Hi @Danielle_Ireland

I think we got back to you by email with this exact help, but I’ll just post the same for others reading.

HTML output doesn’t download from the disc icon using any browser that I know of. The browser will not understand what to do, create a gzip “directory”, then attempt to download but it never finishes. Why? The data isn’t really a compressed directory – it is just a single file. HTML data is handled in a special way in Galaxy for security reasons. You cannot upload HTML data at all, and downloading requires an alternate method involving the command line.

FAQ that applies to any composite dataset, or security protected dataset in Galaxy:

On a MAC, you could use the terminal program already built into the OS to access a unix compatible command line tool (wget, curl).
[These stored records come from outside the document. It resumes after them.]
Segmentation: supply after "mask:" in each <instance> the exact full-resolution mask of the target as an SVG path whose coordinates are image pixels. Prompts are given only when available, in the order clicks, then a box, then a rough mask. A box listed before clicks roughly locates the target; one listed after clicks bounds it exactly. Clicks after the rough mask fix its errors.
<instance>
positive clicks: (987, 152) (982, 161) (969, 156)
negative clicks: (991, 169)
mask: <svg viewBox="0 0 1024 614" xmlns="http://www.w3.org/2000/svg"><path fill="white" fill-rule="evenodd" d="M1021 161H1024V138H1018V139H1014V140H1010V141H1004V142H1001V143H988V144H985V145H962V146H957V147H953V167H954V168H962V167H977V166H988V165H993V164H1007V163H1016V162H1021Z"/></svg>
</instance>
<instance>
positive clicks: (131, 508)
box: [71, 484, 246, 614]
On a PC, you could use a utility like putty https://www.putty.org/ or whatever you normally use for linux/unix access.


Example for HTML data specifically:

curl -o out.html --insecure 'link'

Where the original link copied from the dataset is something like this:

https://usegalaxy.org/api/datasets/f9cad7b01a472135987ad5307248c882/display?to_ext=html

But the external display type is stripped off the end, and the URL used for the link is this:

https://usegalaxy.org/api/datasets/f9cad7b01a472135987ad5307248c882/display?

A complete command string would be like this one. It happens to be an actual (small, test data) FastQC webpage dataset if anyone wants to test it. I’ll leave it undeleted for now.

curl -o out.html --insecure 'https://usegalaxy.org/api/datasets/f9cad7b01a472135987ad5307248c882/display?'

Note: If you happen to be working at a GDPR compliant server, like UseGalaxy.eu, you’ll need to also set the history the datasets are in to a “shared-by-link” state and include your API key. Full details are in the FAQ above.

Hope that helps!

Hi @jennaj
Thank you for responding here as I don’t believe I ever received an email about this particular issue.
My problem is not just with HTML datasets but that any collection that I try to download (that should be a reasonable size) cannot be extracted by Windows. Note that before last week, I was able to download the entire collection at once for things like Fastp html reports but now cannot. But this is also a problem with my FastQC Raw Data collection which are txt files. I have a collection of 4 paired-end samples. I can download each txt file individually so at least I can get the data, but in the past I have definitely been able to download the entire collection at once. But for some reason the resulting zipped files will not extract anymore.

It seems like using the command line approach you provided may be the most robust way to get my data going forward.

Thanks,
Danielle

1 Like

Hi @Danielle_Ireland

Ok – then that was another user who reported the same problem in a very similar way to the UseGalaxy.org mailing list.

This does turn out to be an actual bug from what I can tell after reviewing this more. I’ve opened an issue ticket here for expanded review by our developers. Updates will post in that ticket. Bug: FastQC webpage output fails complete download from disc icon · Issue #14365 · galaxyproject/galaxy · GitHub

I’m going to mark this reply as the “solution” to make it easier for others to find the Q&A, but also add the tag “server open issue” for accuracy as this functionality is still pending a bug remedy.


The workaround until the fix is made (tool or Galaxy itself) is the command-line method.